As followers of Jesus, we know better. We know that the consequence of truth is freedom; that God already knows the truth, anyway; that reality does not truly bend to our desires, for we are not God.
As fallible human beings, however, we still fall into temptation. So every year, but perhaps especially this year, we give thanks for Lent because Lent is, at root, a season of unwavering honesty in the face of some uncomfortable truths.
We begin with the imposition of ashes, bearing on our foreheads the first truth of our existence: we are dust and to dust we shall return. This is a hard truth, but a good one to begin with, nonetheless. It insists we acknowledge that our lives are a miracle we cannot even begin to understand. It insists that we acknowledge that we are not immortal; not infallible; not divine. It insists that we acknowledge that we are, each one of us, equally human and beloved in the eyes of God.
Once confronted with this truth, we can undertake the work of self-reflection that makes for a truly holy Lent. We acknowledge our sins—the myriad of ways in which we, as individuals and as communities, fail to love God and our neighbour. We acknowledge the many ways in which we allow ourselves to be distracted, and we take on disciplines of fasting and prayer and generosity in order to realign our hearts and minds and bodies with God’s will. We acknowledge our fear that we have only ourselves to rely on—only our power to manipulate reality and hide from what we know to be true: our desire for a holy life of love and justice and peace is beyond our reach alone. We need God’s steadfast love and forgiveness in the face of our weakness.

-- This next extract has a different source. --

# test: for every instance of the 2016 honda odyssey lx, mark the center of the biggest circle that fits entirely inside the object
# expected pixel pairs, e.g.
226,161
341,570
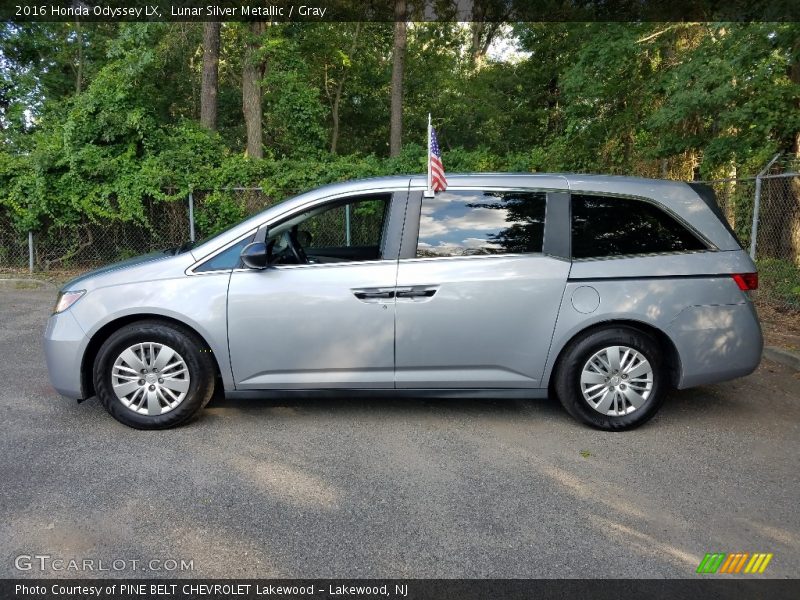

And when the work of Lent is done (for this year, at least) and we come before God in penitence and faith and hope—then we are ready to receive the truth that defeats all falsehood, revealed in Jesus’ betrayal, death and astonishing resurrection. There is nothing that can separate us from the love of God.
So this Lent, let us be diligent in naming the lies that threaten the well-being of our souls and our families and our churches and our nations. Let us be unwavering in our honesty, even when it is uncomfortable or seems counter to our interests. Let us be steady in our focus on God’s will for us and for all creation. Let us remember that the truth will set us free.